Prior to the Uruguay Round was the Kennedy Round, which had many industrial tariffs cut in half and also a code on dumping was agreed upon separately. The Tokyo Round included the first serious discussion concerning nontariff barriers. Both of these preceded the Uruguay Round. Free trade and Globalization remain a real matter of controversy for many who feel they are getting the raw end of the deal. On the other hand, it remains indisputable that “three-fourths of the globe’s countries derive at least a third of their national income from exports, and by 2015 this percentage is expected to increase to about two-fifths for the world” (qtd. in Kegley 327).

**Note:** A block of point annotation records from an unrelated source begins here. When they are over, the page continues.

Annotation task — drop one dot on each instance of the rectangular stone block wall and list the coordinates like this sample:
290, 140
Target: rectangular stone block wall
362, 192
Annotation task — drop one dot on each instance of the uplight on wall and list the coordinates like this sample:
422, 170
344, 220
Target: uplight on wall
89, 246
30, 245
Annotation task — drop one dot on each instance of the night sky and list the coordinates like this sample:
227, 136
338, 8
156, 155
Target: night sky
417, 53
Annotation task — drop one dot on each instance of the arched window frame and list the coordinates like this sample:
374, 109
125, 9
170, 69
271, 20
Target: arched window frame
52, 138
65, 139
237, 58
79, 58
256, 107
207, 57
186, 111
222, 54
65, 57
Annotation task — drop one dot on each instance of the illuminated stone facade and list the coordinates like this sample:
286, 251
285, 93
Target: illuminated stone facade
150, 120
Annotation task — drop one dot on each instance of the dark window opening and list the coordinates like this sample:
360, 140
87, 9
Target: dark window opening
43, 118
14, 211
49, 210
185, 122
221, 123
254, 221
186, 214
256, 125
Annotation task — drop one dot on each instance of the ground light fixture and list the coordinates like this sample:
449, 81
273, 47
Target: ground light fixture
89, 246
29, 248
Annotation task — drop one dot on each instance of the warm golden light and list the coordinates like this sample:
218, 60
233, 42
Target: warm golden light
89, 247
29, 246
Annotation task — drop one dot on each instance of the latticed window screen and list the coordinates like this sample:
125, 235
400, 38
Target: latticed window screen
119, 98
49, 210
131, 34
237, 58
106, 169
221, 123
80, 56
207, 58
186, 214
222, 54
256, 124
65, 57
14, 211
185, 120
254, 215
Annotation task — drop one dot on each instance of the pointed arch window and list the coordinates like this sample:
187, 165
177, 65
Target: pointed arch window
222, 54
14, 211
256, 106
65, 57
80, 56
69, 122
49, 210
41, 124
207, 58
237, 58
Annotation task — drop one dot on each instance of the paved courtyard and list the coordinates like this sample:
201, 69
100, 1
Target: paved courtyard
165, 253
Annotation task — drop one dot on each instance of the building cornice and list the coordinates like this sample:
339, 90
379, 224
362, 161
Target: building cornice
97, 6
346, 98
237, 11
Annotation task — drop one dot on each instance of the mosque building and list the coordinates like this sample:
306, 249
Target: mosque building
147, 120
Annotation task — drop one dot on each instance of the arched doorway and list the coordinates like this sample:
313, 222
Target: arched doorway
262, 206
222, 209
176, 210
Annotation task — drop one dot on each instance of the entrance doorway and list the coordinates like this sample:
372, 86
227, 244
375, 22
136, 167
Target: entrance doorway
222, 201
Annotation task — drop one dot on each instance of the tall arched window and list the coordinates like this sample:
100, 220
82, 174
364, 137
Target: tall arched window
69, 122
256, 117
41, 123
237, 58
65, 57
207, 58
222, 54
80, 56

The formation of the North America Free Trade Agreement (NAFTA) created a situation in which trade could occur among Canada, Mexico, and the United States without the same tariff penalties as, for example, China would have to pay in order to trade with any of those three. Critics believe that this creates tariff preferences and that a division of the Global market place by these blocs is an obstacle to the LIEO of Global free trade, perhaps leading them to revert or continue to be mercantilist or protectionist in nature. This would be a threat to free trade. Subsidies, or more particular, farm subsidies in the U.S. are a threat to free trade by providing a competitive advantage to the U.S. over foreign producers of the same goods.
The future of international trade and economic growth, literally, hang in a balance. The question remains: will trade barriers be reduced in the future? Many speculate upon the answer to that question. However, if 2005 is any indication, where as many as 60 countries had established a multitude of non tariff barriers for restricting trade with the rest of the world, then it remains highly likely that they will not being disseminating any time in the near future. It is merely second nature for many countries to not look beyond the benefits of free trade and simply choose to seemingly protect their own interests by restricting importation into their country, which, in reality, the long-term results are exactly the opposite.
Kegley, Charles W. World Politics: Trend and Transformation. 11th ed. United States: Thomson Wadsworth, 2007.
Is free trade really the way to go, or should some changes be made???